When changing the parameters in the custom algorithm tab, ensure consistency by updating all relevant fields! For example, do not change the File_ending
without uploading another Centrality file!
Purpose of the Custom algorithms:
- Integrate splicing data or data with similar properties with other omics measurements.
- Run MONET using another algorithm such as (R1 or K1) without waiting for the computation of all centralities.
- Provide a different background for the pathway over-representation analysis.
- Provide a different signaling pathways knowledge database for the pathway over-representation analysis.
- Instead of highlighting the kinases in the summary report, you can leverage the algorithm and replace the Kinome database with one containing elements you wish to search and highlight. For instance, you can search for important phosphatases by providing a phosphatase database structured similarly to the Kinome database.

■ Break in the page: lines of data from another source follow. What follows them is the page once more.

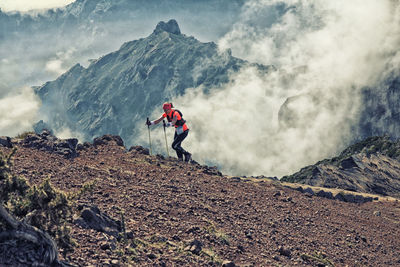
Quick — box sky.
[0,0,75,12]
[0,0,400,177]
[143,0,400,177]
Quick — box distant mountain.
[281,136,400,198]
[0,0,245,40]
[36,20,268,146]
[0,0,245,97]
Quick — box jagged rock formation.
[0,0,245,92]
[36,20,268,145]
[281,136,400,198]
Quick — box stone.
[0,136,12,148]
[222,260,236,267]
[278,246,292,258]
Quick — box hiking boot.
[185,152,192,162]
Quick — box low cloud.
[0,87,40,136]
[0,0,75,12]
[150,0,400,177]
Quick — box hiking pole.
[163,120,169,157]
[147,117,153,155]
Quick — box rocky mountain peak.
[154,19,181,35]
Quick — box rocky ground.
[0,136,400,266]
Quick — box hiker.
[146,103,192,162]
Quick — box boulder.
[74,206,122,238]
[0,136,13,148]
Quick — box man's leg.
[172,131,189,160]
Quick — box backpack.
[167,109,186,126]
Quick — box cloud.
[148,0,400,176]
[45,48,76,75]
[0,0,75,12]
[0,87,40,136]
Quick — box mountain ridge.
[35,20,271,147]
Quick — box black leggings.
[172,130,189,159]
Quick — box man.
[147,103,192,162]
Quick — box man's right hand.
[146,118,152,126]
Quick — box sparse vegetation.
[15,131,35,139]
[301,251,335,267]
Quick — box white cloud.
[0,87,40,136]
[145,0,400,176]
[0,0,75,12]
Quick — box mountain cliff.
[281,136,400,198]
[36,20,268,147]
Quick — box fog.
[143,0,400,177]
[0,1,239,137]
[0,0,75,12]
[0,0,400,177]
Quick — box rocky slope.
[281,136,400,198]
[0,135,400,266]
[36,20,268,147]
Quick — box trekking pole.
[163,120,169,157]
[147,117,153,155]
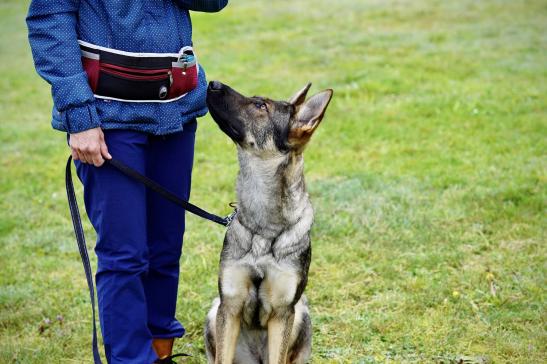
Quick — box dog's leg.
[215,303,241,364]
[261,266,300,364]
[215,264,254,364]
[268,311,294,364]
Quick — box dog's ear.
[289,82,311,107]
[289,89,333,149]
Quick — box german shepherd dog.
[205,81,332,364]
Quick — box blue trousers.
[75,121,196,364]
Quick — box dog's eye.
[255,101,268,110]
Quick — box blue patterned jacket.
[26,0,228,135]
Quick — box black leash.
[65,156,237,364]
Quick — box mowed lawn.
[0,0,547,363]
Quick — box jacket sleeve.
[26,0,100,133]
[176,0,228,13]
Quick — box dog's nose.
[209,81,224,91]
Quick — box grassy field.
[0,0,547,363]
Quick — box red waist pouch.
[80,42,199,102]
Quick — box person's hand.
[69,128,112,167]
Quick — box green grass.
[0,0,547,363]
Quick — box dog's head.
[207,81,332,155]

- Modify the centrality file used for generating the circular diagram plot to emphasize different hits.
Miscellanous
NOODAI relies mainly on protein-protein and small molecules interaction networks. Certain omics data, such as transcriptomics, can be utilized to construct such a network. However, some omics measurements are not inherently linked to proteins/small molecules, rendering a protein-protein interaction network purposeless (such as miRNAs). These should be mapped to either a ChEBI ID or UniProt ID.
Small molecule interactions are taken from IntAct. If you want other interaction source you should provide them as a custom made “Interaction File”.
If you analyze other species that the pre-loaded ones you must provide all databases files and you can use the platform only for protein-protein interaction networks (due to ID conversion restrictions from BiomaRt).
How to cite
Totu, Tiberiu; Riudavets Puig, Rafael; Häuser, Lukas Jonathan; Tomasoni, Mattia; Bolck, Hella Anna; Buljan, Marija.
NOODAI: A webserver for network-oriented multi-omics data analysis and integration pipeline.
https://doi.org/10.1101/2024.11.08.622488
NOODAI version 2.0.0 relies on STRING v11.5, BioGRID v4.4.218, IntAct v245, Ensembl BioMart v114 and Reactome v90. Alternative knowledge databases can be provided by the user.